Figure 10.10 External effects: public goods and bads, and shared resources.

Exercise 10.9 Rivalry and excludability

For each of the following goods or bads, decide whether they are rival and whether they are excludable, and explain your answer. If you think the answer depends on factors not specified here, explain how.

  1. a free public lecture held at a university lecture theatre
  2. noise produced by aircraft around an international airport
  3. a public park
  4. a forest used by local people to collect firewood
  5. seats in a theatre to watch a musical
  6. bicycles available to the public to hire to travel around a city.
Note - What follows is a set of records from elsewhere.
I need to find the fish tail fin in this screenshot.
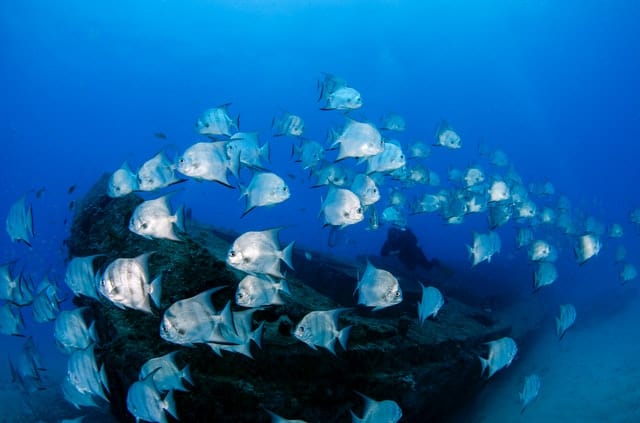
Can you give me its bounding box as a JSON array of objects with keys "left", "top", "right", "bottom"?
[
  {"left": 338, "top": 326, "right": 352, "bottom": 351},
  {"left": 282, "top": 241, "right": 295, "bottom": 270},
  {"left": 100, "top": 364, "right": 111, "bottom": 401},
  {"left": 280, "top": 279, "right": 291, "bottom": 296},
  {"left": 207, "top": 342, "right": 222, "bottom": 357},
  {"left": 259, "top": 141, "right": 271, "bottom": 163},
  {"left": 149, "top": 275, "right": 162, "bottom": 308},
  {"left": 251, "top": 320, "right": 264, "bottom": 349},
  {"left": 174, "top": 204, "right": 185, "bottom": 232},
  {"left": 478, "top": 357, "right": 491, "bottom": 376},
  {"left": 163, "top": 390, "right": 178, "bottom": 419},
  {"left": 349, "top": 410, "right": 364, "bottom": 423},
  {"left": 180, "top": 364, "right": 195, "bottom": 386},
  {"left": 233, "top": 114, "right": 240, "bottom": 130},
  {"left": 89, "top": 320, "right": 98, "bottom": 342}
]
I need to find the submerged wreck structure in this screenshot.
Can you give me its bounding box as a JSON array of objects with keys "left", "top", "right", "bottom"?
[{"left": 67, "top": 176, "right": 510, "bottom": 423}]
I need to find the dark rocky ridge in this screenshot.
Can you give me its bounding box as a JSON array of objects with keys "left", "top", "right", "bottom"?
[{"left": 68, "top": 176, "right": 510, "bottom": 422}]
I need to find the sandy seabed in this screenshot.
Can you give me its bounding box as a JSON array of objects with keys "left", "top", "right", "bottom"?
[{"left": 454, "top": 294, "right": 640, "bottom": 423}]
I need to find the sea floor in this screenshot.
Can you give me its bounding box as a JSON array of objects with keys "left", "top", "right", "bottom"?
[{"left": 453, "top": 292, "right": 640, "bottom": 423}]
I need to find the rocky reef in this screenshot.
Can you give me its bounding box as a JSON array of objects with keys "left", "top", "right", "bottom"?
[{"left": 67, "top": 176, "right": 510, "bottom": 423}]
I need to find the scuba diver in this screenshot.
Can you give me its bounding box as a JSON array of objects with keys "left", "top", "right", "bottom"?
[{"left": 380, "top": 227, "right": 440, "bottom": 270}]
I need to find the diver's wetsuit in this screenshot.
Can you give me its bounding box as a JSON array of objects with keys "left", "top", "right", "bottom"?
[{"left": 380, "top": 228, "right": 437, "bottom": 270}]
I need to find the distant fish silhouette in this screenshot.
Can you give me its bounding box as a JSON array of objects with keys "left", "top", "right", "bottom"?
[{"left": 380, "top": 228, "right": 436, "bottom": 270}]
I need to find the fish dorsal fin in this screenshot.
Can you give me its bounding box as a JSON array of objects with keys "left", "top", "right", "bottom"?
[{"left": 134, "top": 251, "right": 155, "bottom": 275}]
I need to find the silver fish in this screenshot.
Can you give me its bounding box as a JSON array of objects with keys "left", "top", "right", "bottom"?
[
  {"left": 411, "top": 194, "right": 446, "bottom": 214},
  {"left": 609, "top": 223, "right": 624, "bottom": 238},
  {"left": 331, "top": 118, "right": 384, "bottom": 160},
  {"left": 434, "top": 120, "right": 462, "bottom": 150},
  {"left": 98, "top": 253, "right": 162, "bottom": 313},
  {"left": 351, "top": 173, "right": 380, "bottom": 207},
  {"left": 138, "top": 351, "right": 193, "bottom": 392},
  {"left": 418, "top": 284, "right": 444, "bottom": 324},
  {"left": 487, "top": 201, "right": 513, "bottom": 229},
  {"left": 160, "top": 286, "right": 240, "bottom": 346},
  {"left": 64, "top": 254, "right": 102, "bottom": 300},
  {"left": 556, "top": 304, "right": 576, "bottom": 339},
  {"left": 314, "top": 163, "right": 353, "bottom": 187},
  {"left": 489, "top": 180, "right": 511, "bottom": 202},
  {"left": 292, "top": 139, "right": 324, "bottom": 169},
  {"left": 533, "top": 261, "right": 558, "bottom": 291},
  {"left": 0, "top": 262, "right": 33, "bottom": 306},
  {"left": 367, "top": 141, "right": 407, "bottom": 173},
  {"left": 196, "top": 103, "right": 239, "bottom": 137},
  {"left": 619, "top": 263, "right": 638, "bottom": 283},
  {"left": 107, "top": 162, "right": 140, "bottom": 198},
  {"left": 177, "top": 141, "right": 240, "bottom": 187},
  {"left": 517, "top": 200, "right": 537, "bottom": 219},
  {"left": 320, "top": 187, "right": 364, "bottom": 228},
  {"left": 529, "top": 239, "right": 555, "bottom": 261},
  {"left": 321, "top": 87, "right": 362, "bottom": 110},
  {"left": 462, "top": 166, "right": 484, "bottom": 187},
  {"left": 351, "top": 392, "right": 402, "bottom": 423},
  {"left": 354, "top": 261, "right": 402, "bottom": 311},
  {"left": 227, "top": 228, "right": 294, "bottom": 278},
  {"left": 31, "top": 276, "right": 62, "bottom": 323},
  {"left": 127, "top": 373, "right": 178, "bottom": 422},
  {"left": 478, "top": 337, "right": 518, "bottom": 377},
  {"left": 318, "top": 72, "right": 347, "bottom": 100},
  {"left": 137, "top": 151, "right": 184, "bottom": 191},
  {"left": 67, "top": 345, "right": 109, "bottom": 402},
  {"left": 406, "top": 163, "right": 429, "bottom": 185},
  {"left": 0, "top": 303, "right": 24, "bottom": 336},
  {"left": 519, "top": 374, "right": 540, "bottom": 412},
  {"left": 540, "top": 207, "right": 556, "bottom": 225},
  {"left": 129, "top": 195, "right": 184, "bottom": 241},
  {"left": 207, "top": 310, "right": 264, "bottom": 358},
  {"left": 573, "top": 234, "right": 602, "bottom": 264},
  {"left": 467, "top": 231, "right": 502, "bottom": 266},
  {"left": 6, "top": 196, "right": 34, "bottom": 247},
  {"left": 226, "top": 132, "right": 269, "bottom": 169},
  {"left": 293, "top": 308, "right": 351, "bottom": 355},
  {"left": 614, "top": 245, "right": 627, "bottom": 263},
  {"left": 236, "top": 275, "right": 291, "bottom": 307},
  {"left": 271, "top": 112, "right": 304, "bottom": 137},
  {"left": 241, "top": 172, "right": 291, "bottom": 216}
]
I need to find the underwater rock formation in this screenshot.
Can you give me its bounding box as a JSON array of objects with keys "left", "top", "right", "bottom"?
[{"left": 67, "top": 176, "right": 510, "bottom": 422}]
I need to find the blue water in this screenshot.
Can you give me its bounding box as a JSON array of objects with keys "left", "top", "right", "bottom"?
[{"left": 0, "top": 0, "right": 640, "bottom": 418}]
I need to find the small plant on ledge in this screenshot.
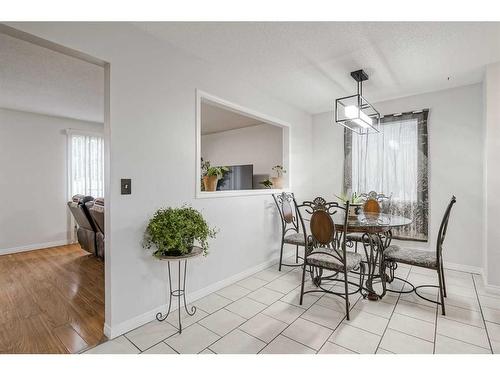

Question 10.5 Choose the correct answer(s)

Read the following statements and choose the correct option(s).

  • Some public goods are rival.
  • A public good must be non-excludable.
  • A good cannot be rival and non-excludable.
  • If a good is non-rival, then the cost of an additional person consuming it is zero.
  • Public goods are non-rival by definition.
  • Non-rivalry is the key characteristic of a public good, not non-excludability. For some public goods, it is possible to exclude additional users even though the cost of use is zero, for example subscription TV. Such goods are called artificially scarce.
  • For example, common grazing land is rival but non-excludable. Such goods are called common-pool resources.
  • A good is non-rival if its use by one person does not reduce its availability to others, so it can be made available to another person without cost.